Above: Atmos is cool, but it’s also a major headache.

Image Credit: Vizio

Atmos support in gaming is lacking

Dolby Atmos support in games is stalling. No major holiday releases feature it — at least as far as I can tell. Ubisoft included it in Assassin’s Creed: Origins last year, but it’s not in 2018’s Odyssey for some reason. Battlefield 1 had it, but EA and DICE haven’t confirmed support for it in Battlefield V yet. The next major release to previously get confirmed Atmos support is Microsoft’s Crackdown 3.

If you are buying a sound system for gaming, you don’t need Atmos. It certainly works and sounds great in content that supports it, but it publishers and developers are not doing the work to implement it at the moment.

That said, Atmos movies continue to come out on Ultra 4K Blu-ray. So perhaps you’ll have that content while you wait for gaming to get back on board.


When it comes to everything short of Atmos, Vizio’s home theater solution is a simple, plug-and-play device with great performance. The surround just works and sounds better than your typical home-theater-in-a-box solution.

Things only get frustrating when you get to Atmos content. I’m 35 years old, and I don’t have time to figure out why nothing is working the way it’s supposed to. The entire Atmos implementation feels half-baked right now.

But if you only want the soundbar for the occasional Atmos movie, and you plan to use it as a really good surround system the rest of the time, it’s great. I’m happy with it. I especially love the Google Assistant support. I can recommend it on those merits. But if you’re worried about Atmos-based headaches, however, I’d wait to see if Dolby and friends can smooth the consumer experience.

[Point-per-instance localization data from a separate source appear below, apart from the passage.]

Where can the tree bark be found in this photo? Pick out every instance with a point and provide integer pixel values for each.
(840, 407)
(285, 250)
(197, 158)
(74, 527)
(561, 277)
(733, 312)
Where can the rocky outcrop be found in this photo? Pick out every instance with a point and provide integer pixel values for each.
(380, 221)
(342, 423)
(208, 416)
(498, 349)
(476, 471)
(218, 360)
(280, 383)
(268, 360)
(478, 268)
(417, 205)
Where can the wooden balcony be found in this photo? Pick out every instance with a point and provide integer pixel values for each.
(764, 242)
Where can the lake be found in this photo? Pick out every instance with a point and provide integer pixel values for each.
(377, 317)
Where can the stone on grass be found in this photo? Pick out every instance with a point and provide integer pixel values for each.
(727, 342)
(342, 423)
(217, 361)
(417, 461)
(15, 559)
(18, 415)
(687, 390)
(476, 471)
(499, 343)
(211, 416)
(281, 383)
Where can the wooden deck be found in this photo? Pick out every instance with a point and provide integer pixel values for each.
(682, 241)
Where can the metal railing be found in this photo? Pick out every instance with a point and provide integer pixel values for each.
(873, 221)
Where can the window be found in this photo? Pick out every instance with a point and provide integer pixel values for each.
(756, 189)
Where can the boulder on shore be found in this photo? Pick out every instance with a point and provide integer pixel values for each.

I’m not holding any of this against the Vizio soundbar specifically. It likely works much better with Vizio TVs, for example. And the truth is that even with the headaches, I wouldn’t settle for most other soundbar solutions in this price range.

The Vizio 5.1.2 Home Theater with Dolby Atmos system is available now for $500. Vizio lent a sample to GamesBeat temporarily for the purposes of this review.